Les concepts mathématiques existent-ils vraiment dans la nature, ou ne sont-ils qu'une création de l'esprit, qui tend à rationaliser l'ordre du monde de cette manière et à projeter sa vérité ? On peut ainsi caractériser le point de départ d'un processus de pensée que Mic a suivi tout au long de sa carrière aux Etats-Unis et dans le monde entier.

Ses centres d’intérêt de recherche en histoire et philosophie des mathématiques ont porté en particulier sur le programme de Hilbert et les conceptions formalistes en philosophie des mathématiques, sur la signification philosophique des théorèmes d'incomplétude de Gödel, ainsi que sur le constructivisme ancien et moderne, tant dans ses premières versions que dans celles de Kronecker, de Brouwer et de Poincaré. Parmi ses principales publications, il est impossible de ne pas mentionner Hilbert’s Program, Reidel, 1986, “Brouwerian Intuitionism”, Mind 1990, “Poincaré Against the Logicians”, Synthese 1992, Philosophy of Mathematics in the 20th Century”, Routledge History of Philosophy, 1996 et “Formalism”, The Oxford Handbook of the Philosophy of Mathematics and Logic, 2005.

En qualité de professeur de philosophie à l’Université de Notre Dame, Mic a également cofondé et codirigé (avec le professeur Julia Knight, du Département de Mathématiques) le programme doctoral en logique et fondements des mathématiques. Il a été le directeur, à partir de 1984, du Notre Dame Journal of Formal Logic, une des revues les plus influentes du domaine, puis également le rédacteur en chef de la nouvelle série de Philosophia Mathematica (Oxford University Press), dès son lancement en 1993. Membre de l’Académie Internationale de Philosophie des Sciences et Président de la Philosophy of Mathematics Association (PMA), il a organisé et dirigé le Midwest PhilMath Workshop (MWPMW) à partir de 2001.

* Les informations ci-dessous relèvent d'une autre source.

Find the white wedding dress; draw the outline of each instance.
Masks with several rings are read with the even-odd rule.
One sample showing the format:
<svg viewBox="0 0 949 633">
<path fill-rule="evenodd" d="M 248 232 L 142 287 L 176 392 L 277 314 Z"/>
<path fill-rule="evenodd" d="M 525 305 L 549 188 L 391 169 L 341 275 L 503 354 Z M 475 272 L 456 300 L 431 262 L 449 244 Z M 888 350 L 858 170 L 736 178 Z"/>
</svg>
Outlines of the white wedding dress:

Mic était un moteur de la communauté scientifique internationale, et, en particulier, un ami et un collaborateur très rigoureux et très actif de notre communauté française : il a entretenu avec elle une relation continue, notamment depuis le Congrès International « Henri-Poincaré, Science et Philosophie » à Nancy, auquel il a participé en 1994 avec une conférence intitulée « Poincaré and Synthetic proof ». Cette coopération a trouvé un ancrage institutionnel, lorsqu’il a été lauréat, pour 4 ans, entre 2007 et 2011, d'une chaire d’excellence de l’ANR, gérée par les Universités de Lorraine et de Paris 7, et par le Collège de France, en collaboration avec les Archives Poincaré, SPHERE et l’IHPST. Grâce à cette dotation, et donc à Mic, un grand nombre de jeunes et de moins jeunes chercheurs du monde entier ont pu venir à Nancy et à Paris, et y ont passé du temps, en nous enseignant et — nous l’espérons — en apprenant aussi. Lorsque cette chaire parvint à son terme, Mic lança, en coopération avec les collègues de Paris 7, les séminaires InterSem, qu'il a animés chaque année au mois de juin. Il avait une conception de la philosophie des mathématiques qui faisait place à leur histoire, non seulement celle du XXème siècle, en relation avec la discussion sur les fondements, mais aussi l’histoire plus ancienne, en particulier à l’âge moderne. Ainsi, depuis plus de vingt ans Mic était devenu un interlocuteur privilégié, autant de l’IHPST, que de SPHERE, des Archives Poincaré et d’autres équipes à Toulouse, Clermont et Aix.

Mic a quitté sa femme Martha et ses enfants Hans, Anna et Sara. Il était aussi un phare pour nous et un ami de la France. Nous nous souviendrons de ses lettres touchantes lors de l’attentat de Paris en 2015 ou de l’incendie de Notre Dame. Il aimait la cuisine française comme il aimait voir pousser ses légumes dans son propre jardin ; il avait ses restaurants de choix à Nancy et à Paris. Sa générosité est restée dans tous les esprits. Il s'est amusé à faire signe à la webcam sur la place Stanislas, ce que Martha a vu de l'autre côté de l'Atlantique.

L’homme s’est éteint, mais la lumière qui a émané et qui émane de ses idées et de ses actes, nous illuminera encore pour longtemps.